Commissioned in 2020 by flutist Carol Wencenc in celebration of her ‘Golden Anniversary of Performing,’ Jake Heggie’s (b. 1961) Full Circle 50 is an exploration of style, with each movement encapsulating a different aspect of Heggie’s influences. The first movement, “Golden,” is a duet between the flute and cello overtop of a laconic accompaniment in the piano, reminiscent of many of Heggie’s art songs. “Travel Travail” is an aural depiction of an artist’s life on the road, complete with the knocking of doors in the piano. “Hummingbird” showcases Heggie’s love of literature, avoiding the stereotypical depictions of hummingbirds in music in favor of a more static character. Based on Raymond Carver’s poem of the same name, the third movement utilizes a pizzicato piano technique that underpins the strange harmonies of the flute and cello lines. “Full Circle” develops one theme through different styles of music, beginning with a stately Baroque-inspired line that morphs throughout the movement into a fiendishly virtuosic tarantella.

 

 

Composer, conductor, and flutist Philippe Gaubert (1879–1941) was one of the foremost flutist’s of his time, eventually leading to his appointment at the Paris Conservatoire. His music was heavily influenced by his French contemporaries—he regularly conducted the works of Claude Debussy, Jacques Ibert, Gabriel Fauré, and Maurice Ravel—and he was especially influenced by the Impressionistic art of his time, including by artists such as Claude Monet and Pierre-August Renoir. His aptly titled Trois Aquarelles (Three Watercolors) highlights both of these influences.

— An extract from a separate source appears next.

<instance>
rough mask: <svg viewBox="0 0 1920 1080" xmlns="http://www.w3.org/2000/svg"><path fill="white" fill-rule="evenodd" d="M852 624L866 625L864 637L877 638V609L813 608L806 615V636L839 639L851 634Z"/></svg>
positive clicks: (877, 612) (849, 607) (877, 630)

Gaubert had first written Trois Aquarelles for violin, cello, and piano, though he later thought that it would work equally as well for flute. Originally written in 1915 while he was serving in the French Army during World War One, these musical sketches remain shockingly optimistic. The first movement, “Par un clair matin” (On a Clear Morning) contrasts a singing duet between the flute and cello over a cascading piano accompaniment with a highly colorful and quintessentially impressionistic middle section. “Soir d’automne”  (Autumn Evening) depicts a melancholic stroll, nostalgic for times past. “Sérénade” is a lively dance with Iberian influences, perhaps reflecting the fact that Gaubert had a summer home in the Basque region of Spain. The middle of the third movement returns to the themes of both the first and second movements (though each is harmonically altered) before returning to his Spanish dance.